Sunday, August 10, 2008

Deferred rendering

I remember back to the intro data structure and algorithm class I took in college. The thing the professor kept trying to hammer home was not how a red and black tree works. It was data structures and algorithms have strengths and weaknesses. This point affects everything we do in graphics. The majority of things we implement have already been done before, either by other game developers, offline graphics years ago, academics, etc. There is very few places that we come up with something brand new. Most of the inventions are even small variations to existing techniques. So, given this fact, the most important skill we can have is the ability to get knowledge of all the available options, the strengths and weaknesses of each and apply the one best for the current job. And at every chance we get, add our own little tweaks and flavor to make it better than what has come before.

Forward Rendering

Forward rendering means for every light to surface interaction the surface is drawn with that lighting information. Every one of these light surface interactions is drawn additively to the screen. There are many problems with this method. Since each surface needs to be drawn again for every light that hits it there are many redundant draws, triangles, and material pixel operations such as texture fetches or adding in detail maps. With all these disadvantages it is still very popular. For instance it is the way Doom 3 and Unreal 3 engines work.

Deferred Rendering
Deferred rendering was invented to solve these problems. Traditional deferred rendering is drawing all needed surface and material attributes to a deep framebuffer called the G-buffer. For each light seen the light geometry can be drawn to the screen with a shader that reads from the G buffer and can add up the light interaction to the color buffer. No direct interaction with the surface and the light is needed. This is only possible because anything that shader would need is put in the G buffer. Any surfaces to be drawn only need to fill in the G buffer with their attributes once meaning no redundant draws, triangles, or material pixel cost.

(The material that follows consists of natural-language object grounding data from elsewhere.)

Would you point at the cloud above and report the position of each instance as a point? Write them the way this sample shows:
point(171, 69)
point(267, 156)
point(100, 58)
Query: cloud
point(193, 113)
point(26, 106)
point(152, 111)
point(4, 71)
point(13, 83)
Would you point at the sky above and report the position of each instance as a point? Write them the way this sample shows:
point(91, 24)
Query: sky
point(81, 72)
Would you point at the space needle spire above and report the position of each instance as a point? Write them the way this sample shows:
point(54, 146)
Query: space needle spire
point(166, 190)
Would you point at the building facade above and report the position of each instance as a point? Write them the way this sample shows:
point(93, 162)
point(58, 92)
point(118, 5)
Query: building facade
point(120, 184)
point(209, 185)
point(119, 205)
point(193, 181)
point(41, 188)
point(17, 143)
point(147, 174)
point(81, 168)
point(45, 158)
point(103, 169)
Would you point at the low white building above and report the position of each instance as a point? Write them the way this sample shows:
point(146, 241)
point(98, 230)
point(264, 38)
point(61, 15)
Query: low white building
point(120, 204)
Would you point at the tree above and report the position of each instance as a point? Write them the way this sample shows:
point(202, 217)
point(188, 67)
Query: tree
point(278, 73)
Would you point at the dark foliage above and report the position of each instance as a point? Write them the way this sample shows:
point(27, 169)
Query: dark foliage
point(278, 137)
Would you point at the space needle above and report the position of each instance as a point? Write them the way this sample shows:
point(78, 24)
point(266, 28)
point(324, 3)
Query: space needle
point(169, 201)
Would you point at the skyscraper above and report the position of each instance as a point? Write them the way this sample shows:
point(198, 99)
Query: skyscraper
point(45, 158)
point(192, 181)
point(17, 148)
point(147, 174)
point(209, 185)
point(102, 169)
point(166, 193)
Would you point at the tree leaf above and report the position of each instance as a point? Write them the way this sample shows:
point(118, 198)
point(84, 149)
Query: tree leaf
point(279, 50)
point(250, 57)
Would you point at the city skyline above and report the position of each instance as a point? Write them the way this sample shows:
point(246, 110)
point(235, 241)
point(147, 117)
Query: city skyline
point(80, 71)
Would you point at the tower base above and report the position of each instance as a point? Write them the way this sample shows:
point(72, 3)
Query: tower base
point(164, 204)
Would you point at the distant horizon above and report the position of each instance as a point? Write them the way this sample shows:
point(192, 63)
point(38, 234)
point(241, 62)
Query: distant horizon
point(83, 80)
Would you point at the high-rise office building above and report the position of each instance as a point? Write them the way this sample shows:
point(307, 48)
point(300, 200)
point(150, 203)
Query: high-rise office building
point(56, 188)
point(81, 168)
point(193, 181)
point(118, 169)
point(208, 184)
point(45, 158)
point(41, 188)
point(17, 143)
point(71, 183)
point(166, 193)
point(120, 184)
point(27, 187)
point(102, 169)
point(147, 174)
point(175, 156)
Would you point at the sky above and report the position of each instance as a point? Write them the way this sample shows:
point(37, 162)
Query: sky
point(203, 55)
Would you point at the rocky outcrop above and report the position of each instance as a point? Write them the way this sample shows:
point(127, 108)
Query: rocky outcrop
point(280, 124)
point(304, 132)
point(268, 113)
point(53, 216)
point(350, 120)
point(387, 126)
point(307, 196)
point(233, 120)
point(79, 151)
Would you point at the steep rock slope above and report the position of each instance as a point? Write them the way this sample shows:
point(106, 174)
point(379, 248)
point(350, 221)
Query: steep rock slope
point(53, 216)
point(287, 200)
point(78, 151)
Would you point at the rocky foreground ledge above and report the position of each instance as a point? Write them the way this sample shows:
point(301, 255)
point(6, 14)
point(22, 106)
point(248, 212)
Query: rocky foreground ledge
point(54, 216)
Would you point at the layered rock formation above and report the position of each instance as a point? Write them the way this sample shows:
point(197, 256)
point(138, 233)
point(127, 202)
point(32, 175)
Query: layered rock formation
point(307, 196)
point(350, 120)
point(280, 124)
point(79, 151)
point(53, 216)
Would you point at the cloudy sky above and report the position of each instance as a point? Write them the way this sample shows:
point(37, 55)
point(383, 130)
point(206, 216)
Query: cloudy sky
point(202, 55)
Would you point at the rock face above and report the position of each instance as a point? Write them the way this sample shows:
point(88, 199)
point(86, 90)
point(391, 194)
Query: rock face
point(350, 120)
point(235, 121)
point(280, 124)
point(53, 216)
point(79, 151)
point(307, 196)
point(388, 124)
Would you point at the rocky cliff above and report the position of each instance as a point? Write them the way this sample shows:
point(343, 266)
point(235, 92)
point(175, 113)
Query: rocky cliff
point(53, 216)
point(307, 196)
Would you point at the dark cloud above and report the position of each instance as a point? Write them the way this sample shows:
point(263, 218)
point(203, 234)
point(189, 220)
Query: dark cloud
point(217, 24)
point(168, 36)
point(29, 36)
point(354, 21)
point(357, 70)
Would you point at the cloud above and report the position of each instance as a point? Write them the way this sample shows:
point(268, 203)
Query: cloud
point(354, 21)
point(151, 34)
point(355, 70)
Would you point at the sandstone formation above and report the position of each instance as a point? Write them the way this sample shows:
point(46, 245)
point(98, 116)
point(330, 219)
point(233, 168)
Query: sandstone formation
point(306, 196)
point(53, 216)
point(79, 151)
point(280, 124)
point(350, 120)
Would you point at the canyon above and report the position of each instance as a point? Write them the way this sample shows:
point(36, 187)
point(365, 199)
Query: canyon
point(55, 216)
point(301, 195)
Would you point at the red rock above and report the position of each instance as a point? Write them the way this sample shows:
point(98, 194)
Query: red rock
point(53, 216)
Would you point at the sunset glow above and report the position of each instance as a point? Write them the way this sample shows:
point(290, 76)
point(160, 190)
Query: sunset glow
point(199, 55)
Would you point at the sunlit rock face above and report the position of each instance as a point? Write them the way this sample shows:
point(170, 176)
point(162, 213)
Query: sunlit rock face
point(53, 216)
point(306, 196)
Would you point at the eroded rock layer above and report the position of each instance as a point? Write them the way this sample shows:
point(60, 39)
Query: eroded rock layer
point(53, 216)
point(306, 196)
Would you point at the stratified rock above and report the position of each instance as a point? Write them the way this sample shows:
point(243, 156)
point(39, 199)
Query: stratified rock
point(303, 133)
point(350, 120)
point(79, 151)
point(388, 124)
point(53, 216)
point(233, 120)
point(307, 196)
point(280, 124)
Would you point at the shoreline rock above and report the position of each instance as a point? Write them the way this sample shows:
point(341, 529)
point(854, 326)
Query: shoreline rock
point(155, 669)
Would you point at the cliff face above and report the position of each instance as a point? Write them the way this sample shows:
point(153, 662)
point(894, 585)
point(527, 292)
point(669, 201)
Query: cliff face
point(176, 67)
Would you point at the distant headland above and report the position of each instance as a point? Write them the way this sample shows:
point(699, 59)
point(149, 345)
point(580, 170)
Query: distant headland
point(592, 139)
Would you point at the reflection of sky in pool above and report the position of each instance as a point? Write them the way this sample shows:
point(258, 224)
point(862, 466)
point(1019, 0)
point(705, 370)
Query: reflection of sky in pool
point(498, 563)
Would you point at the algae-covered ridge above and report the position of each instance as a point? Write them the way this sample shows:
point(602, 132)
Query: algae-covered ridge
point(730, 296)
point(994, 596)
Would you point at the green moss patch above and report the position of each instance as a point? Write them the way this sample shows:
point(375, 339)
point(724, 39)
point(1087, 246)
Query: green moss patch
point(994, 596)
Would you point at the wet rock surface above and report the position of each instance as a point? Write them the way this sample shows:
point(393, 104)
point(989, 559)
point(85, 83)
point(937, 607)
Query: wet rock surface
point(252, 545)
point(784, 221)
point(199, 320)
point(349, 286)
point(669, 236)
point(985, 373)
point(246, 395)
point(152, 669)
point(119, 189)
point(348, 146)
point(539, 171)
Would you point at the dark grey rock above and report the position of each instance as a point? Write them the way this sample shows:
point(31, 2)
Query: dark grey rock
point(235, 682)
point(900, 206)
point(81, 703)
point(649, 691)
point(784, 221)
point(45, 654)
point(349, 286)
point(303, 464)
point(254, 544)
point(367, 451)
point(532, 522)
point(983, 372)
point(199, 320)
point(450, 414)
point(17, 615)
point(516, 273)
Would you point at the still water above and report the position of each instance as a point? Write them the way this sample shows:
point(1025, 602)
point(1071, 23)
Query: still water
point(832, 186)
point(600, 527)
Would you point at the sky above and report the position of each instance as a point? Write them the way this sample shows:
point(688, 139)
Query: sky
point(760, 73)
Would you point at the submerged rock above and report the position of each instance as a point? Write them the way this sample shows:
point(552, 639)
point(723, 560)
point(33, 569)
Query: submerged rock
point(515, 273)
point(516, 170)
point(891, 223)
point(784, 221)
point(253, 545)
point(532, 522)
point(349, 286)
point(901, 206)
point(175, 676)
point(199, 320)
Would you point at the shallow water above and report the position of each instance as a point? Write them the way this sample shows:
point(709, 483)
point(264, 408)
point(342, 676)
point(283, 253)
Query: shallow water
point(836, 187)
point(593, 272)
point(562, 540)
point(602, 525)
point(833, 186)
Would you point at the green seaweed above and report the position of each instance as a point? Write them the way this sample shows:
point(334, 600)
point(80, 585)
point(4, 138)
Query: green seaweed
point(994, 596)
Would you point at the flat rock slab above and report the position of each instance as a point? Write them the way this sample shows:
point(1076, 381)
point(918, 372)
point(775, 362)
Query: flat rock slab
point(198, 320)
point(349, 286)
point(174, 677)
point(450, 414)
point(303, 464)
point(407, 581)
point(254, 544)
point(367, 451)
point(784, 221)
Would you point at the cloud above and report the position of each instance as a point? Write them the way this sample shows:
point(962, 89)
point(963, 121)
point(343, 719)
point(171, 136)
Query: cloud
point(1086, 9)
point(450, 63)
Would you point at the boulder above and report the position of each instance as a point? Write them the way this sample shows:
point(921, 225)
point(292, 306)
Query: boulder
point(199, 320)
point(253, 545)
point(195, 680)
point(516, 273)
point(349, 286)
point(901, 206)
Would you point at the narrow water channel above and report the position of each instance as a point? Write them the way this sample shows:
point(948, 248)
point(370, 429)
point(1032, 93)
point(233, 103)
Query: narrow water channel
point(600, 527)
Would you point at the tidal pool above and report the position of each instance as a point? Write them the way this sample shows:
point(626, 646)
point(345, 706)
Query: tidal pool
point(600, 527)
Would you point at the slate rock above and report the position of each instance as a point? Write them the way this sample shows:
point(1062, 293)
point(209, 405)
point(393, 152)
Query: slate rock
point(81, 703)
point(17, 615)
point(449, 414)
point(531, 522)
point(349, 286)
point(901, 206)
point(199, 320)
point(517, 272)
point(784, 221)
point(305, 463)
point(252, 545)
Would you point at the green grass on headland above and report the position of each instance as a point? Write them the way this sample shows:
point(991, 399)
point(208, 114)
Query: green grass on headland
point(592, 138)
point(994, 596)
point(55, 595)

Deferred rendering is not without its disadvantages either. The G buffer can take up quite a bit of space so trying to pack the attributes to the smallest space possible is the goal. Since the G buffer is always quite fat the attribute drawing pass is almost always ROP bound. In my opinion the worst problem is special materials that do something non standard can't work. Exactly what custom materials can do is defined by what is in the G buffer. Usually only the common attributes are packed for space reasons.

Gurialla's deferred system for Killzone 2 is explained in this great presentation.

In their system the attributes stored in the G buffer are:
  • RGBA8 for color
  • standard depth/stencil buffer (can be used to derive world position)
  • normal
  • XY motion vectors
  • spec exponent
  • spec intensity
  • diffuse color

There's a few things immediately obvious that this can't do. There is no floating point color buffer so real HDR is not possible nor things like gamma correct lighting that require higher precision color. Because only spec intensity is stored only grayscale specularity is possible. Since the game looks pretty gray this is likely not a problem for them but it is for other people.

What isn't obvious is the lighting equation has to be the same across all materials. It is likely Phong based. This rules out cool things like hair shaders, anisotropic brushed metal, fake subsurface scattering, fresnel, roughness, fuzz, cloth shaders, etc.

So, how about some alternative methods? A few have been popping up over the past year.

Light Indexed Deferred Rendering
paper

This builds a screen buffer of light indexes that interact with that pixel. The base implementation ignores depth so the light may not hit the front most surface at that pixel. It can be extended to do so. The advantages is a large number of lights and only one pass of surface drawing. It also solves the problem of custom materials because the lighting happens when the surface is drawn. No attributes of either the light nor the surface have to be picked to store out. It also solves the ROP problem because no real deep framebuffer is ever drawn.

There are a number of problems with it though. First off to pass in light data that is indexable dx9 does not support dynamic indexed uniform access. This means the data needs to be passed in with textures for all the light data. This is a major pain in the ass and can be a performance problem depending on how often it is updated and how many textures are required to pass the data. To pass everything multiple floating point textures may be needed. Another problem is that applying a light does not happen one at a time. This means calculating shadows for a light need to stay around until all lights are applied. So for 4 shadowing lights on screen, you will likely need a 4 channel screen texture to composite them because stencil wont work and the number of shadow maps will likely be high. Now if you have 5 you'll need another screen texture. Other methods apply one light at a time so there is no need to save the shadows from multiple lights at once. You're "G-buffer" is now based on # of light indexes per pixel + # of shadows on screen. You can change this to # of shadows per pixel if you read the light index buffer when writing out the shadows.

Next Time
I didn't think this post was going to be so massive so I've decided to split it up and post this part now. I will go through the other deferred rendering alternatives as well as another option I haven't heard people talking about that I particularly like in my next post.

2 comments:

Unknown said...

I am pretty sure that Unreal Engine 3 uses a deferred renderer.

Koka said...

It doesn't- Unreal Engine 4 does though.